Behold the Trash People


Diggit: A temporary exhibit of sculptures by HA Schult, in the courtyard at the National Geographic building on L Street NW in Washington DC. Rows of slightly larger-than-life-size human figures, whose flesh seems oddly familiar...

Schult's "Trash People" was originally installed in 1996 in Germany and included one thousand such human figures, constructed from items retrieved from a dump in Cologne.

The figures will also be visiting Manhattan and Antarctica, where I'm sure they'll disturb and vaguely creep out tourists and penguins, in turn. But they're here in DC until the 8th of June.

It's a fascinating thing to walk slowly between the bodies and dig the details; a crushed tin of meat here, soda-can there, computer motherboard, odd bits of glass... the detritus of humanity, molded to resemble humanity. Bitterly fascinating.

THIS SUNDAY: Bringing the noise


Just a reminder: You have plans this Sunday night in Georgetown.

The Electric Possible's organizer Jeff Bagato tags these events a "mad monthly laboratory for Promethean sound experiments" and that seems accurate.

But this weekend's event is crucial:

Your intangible narrator is celebrating the 20th anniversary of the BLUE SAUSAGE INFANT project, which began in a tiny apartment on 16th Street in 1988, with only a guitar, some aluminum ducts, a toy drum-kit, an open-reel tape machine, and a plastic Casio sampler.

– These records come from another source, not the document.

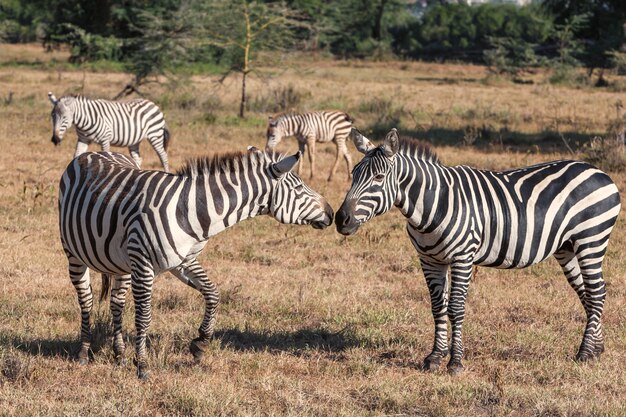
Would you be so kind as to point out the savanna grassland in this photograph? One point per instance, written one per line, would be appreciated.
(310, 322)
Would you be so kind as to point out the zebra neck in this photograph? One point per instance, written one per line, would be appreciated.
(424, 191)
(216, 202)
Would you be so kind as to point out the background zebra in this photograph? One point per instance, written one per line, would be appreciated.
(460, 216)
(133, 224)
(105, 122)
(308, 128)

The equipment has changed since then, but the mission is still, simply, to build a hypnotic swirl of improvised music, and to have insane fun while doing it.

After several relocations across the country, the INFANT is back home and making hypno-surrealist noise in DC again, using a mix of electronics, weird acoustics, and whatever else I can find...

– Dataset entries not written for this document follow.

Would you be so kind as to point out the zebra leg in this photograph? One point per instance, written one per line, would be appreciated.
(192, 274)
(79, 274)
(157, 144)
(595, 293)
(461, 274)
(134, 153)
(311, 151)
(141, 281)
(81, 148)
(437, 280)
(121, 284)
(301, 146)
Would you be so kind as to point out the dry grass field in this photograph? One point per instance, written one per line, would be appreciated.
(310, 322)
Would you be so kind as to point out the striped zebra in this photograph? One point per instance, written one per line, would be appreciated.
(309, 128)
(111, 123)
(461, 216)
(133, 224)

Also up is VIOLET, who's approach to drone and noise-music has been legendary in the DC area (and elsewhere, via overseas tours) for decades. And FIELD SHAMAN creates vast carpets of ambient soundscapes, using voice, cello, guitar, and ??? -- All highly recommended.

Details on the when-and-what on the flyer above. Click it for a higher-resolution version. And I'll see you at the 'Possible.